Was Merkels Rückzug für Europa bedeutet
Etwas mehr als drei Jahre ist es her, da wählte das renommierte Time Magazine Angela Merkel zur Persönlichkeit des Jahres. Ein Foto, auf dem sie unternehmungslustig lächelnd vor der Kanzlermaschine steht, trägt den Titel „Kanzlerin der Freien Welt.“Und die Unterzeile setzt mit „De-Facto-Anführerin eines Kontinents“noch eins drauf. Steht nun, da Angela Merkel ihren Rückzug aus der Politik eingeleitet hat, dieser Kontinent Europa führerlos da?

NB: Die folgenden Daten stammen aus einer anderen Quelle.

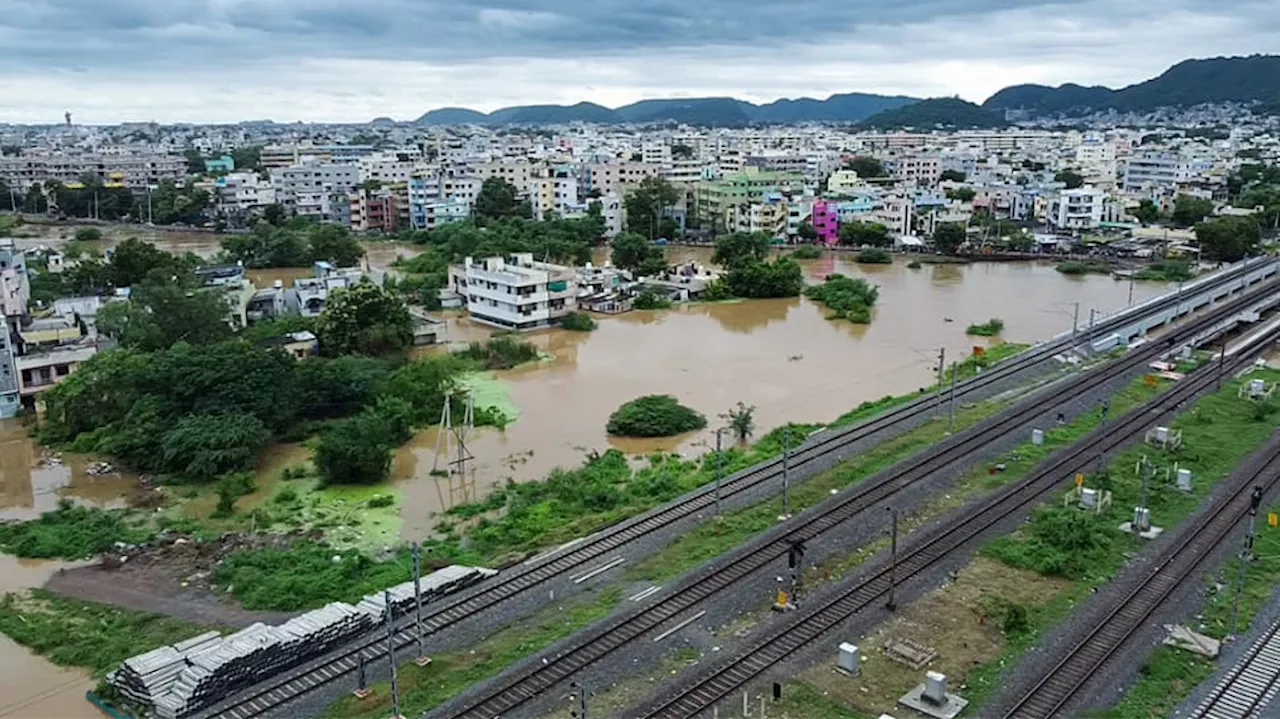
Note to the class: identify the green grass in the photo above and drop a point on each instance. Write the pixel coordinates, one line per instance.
(1170, 674)
(72, 532)
(712, 539)
(801, 701)
(1219, 431)
(423, 688)
(81, 633)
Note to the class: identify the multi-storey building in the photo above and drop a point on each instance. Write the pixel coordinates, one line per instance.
(1077, 209)
(749, 187)
(136, 170)
(615, 177)
(516, 292)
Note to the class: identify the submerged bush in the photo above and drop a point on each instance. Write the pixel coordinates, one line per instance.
(656, 415)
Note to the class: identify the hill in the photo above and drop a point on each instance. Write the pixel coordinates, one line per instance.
(938, 113)
(718, 111)
(1191, 82)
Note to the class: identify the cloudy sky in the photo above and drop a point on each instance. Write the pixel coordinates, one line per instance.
(352, 60)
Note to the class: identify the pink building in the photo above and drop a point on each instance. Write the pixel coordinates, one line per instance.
(826, 220)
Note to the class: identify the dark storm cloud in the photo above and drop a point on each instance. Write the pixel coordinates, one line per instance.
(69, 31)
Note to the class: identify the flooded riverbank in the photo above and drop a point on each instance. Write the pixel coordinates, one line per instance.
(781, 356)
(32, 687)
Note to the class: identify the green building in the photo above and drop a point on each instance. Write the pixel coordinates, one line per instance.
(750, 186)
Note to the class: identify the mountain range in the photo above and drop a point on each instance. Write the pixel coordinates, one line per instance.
(726, 111)
(1191, 82)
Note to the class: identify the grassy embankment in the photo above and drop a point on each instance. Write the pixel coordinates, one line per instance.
(83, 633)
(992, 599)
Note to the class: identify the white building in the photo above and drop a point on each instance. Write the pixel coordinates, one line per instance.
(516, 293)
(1077, 209)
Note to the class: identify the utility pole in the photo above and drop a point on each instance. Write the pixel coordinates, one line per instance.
(786, 470)
(892, 560)
(581, 701)
(1075, 323)
(417, 601)
(391, 651)
(942, 369)
(951, 422)
(1246, 554)
(720, 467)
(1221, 362)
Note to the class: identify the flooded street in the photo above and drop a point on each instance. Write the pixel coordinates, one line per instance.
(781, 356)
(32, 687)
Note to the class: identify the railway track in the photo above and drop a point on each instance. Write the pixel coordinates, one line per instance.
(931, 546)
(1057, 687)
(824, 447)
(597, 642)
(1249, 686)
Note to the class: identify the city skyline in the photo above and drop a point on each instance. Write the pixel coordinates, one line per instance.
(228, 60)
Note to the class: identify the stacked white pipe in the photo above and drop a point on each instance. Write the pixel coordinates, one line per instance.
(187, 677)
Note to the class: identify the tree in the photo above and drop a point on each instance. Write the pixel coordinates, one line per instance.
(856, 234)
(1072, 178)
(656, 415)
(647, 204)
(355, 450)
(741, 248)
(364, 320)
(1189, 210)
(1147, 213)
(949, 237)
(741, 420)
(498, 198)
(867, 166)
(632, 252)
(205, 447)
(757, 279)
(1226, 239)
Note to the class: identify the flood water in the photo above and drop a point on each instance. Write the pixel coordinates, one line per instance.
(781, 356)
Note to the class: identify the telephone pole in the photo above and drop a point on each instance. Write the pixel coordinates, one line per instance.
(891, 604)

Man kann die Sache von zwei Seiten betrachten. Im gleichen Jahr, 2015, als der hymnische Time-Artikel geschrieben wurde, schien Merkels Stern auf deutscher und europäischer Bühne zu sinken. Mit ihren Entscheidungen in der Flüchtlingsfrage stellte sie nicht nur deutsche Kommunen vor vollendete Tatsachen, sondern auch ihre europäischen Amtskollegen. Der Graben zwischen Ost- und Westeuropa wurde tiefer. Für den Aufstieg rechtspopulistischer Parteien wird sie mitverantwortlich gemacht. Beliebtheit ist gesunken Seither wiegt Merkels Machtwort auf europäischer Ebene nicht mehr so schwer. Jüngstes Beispiel: Beim CO-Ziel hätte sie der deutschen Autoindustrie gern eine längere Schonfrist ermöglicht und befürwortete deshalb für 2030 ein Reduktionsziel von 30 Prozent. Die Umweltminister aber setzten sich über Berliner Signale hinweg und verlangten, dass Neuwagen ab 2030 im Schnitt 35 Prozent weniger CO produzieren.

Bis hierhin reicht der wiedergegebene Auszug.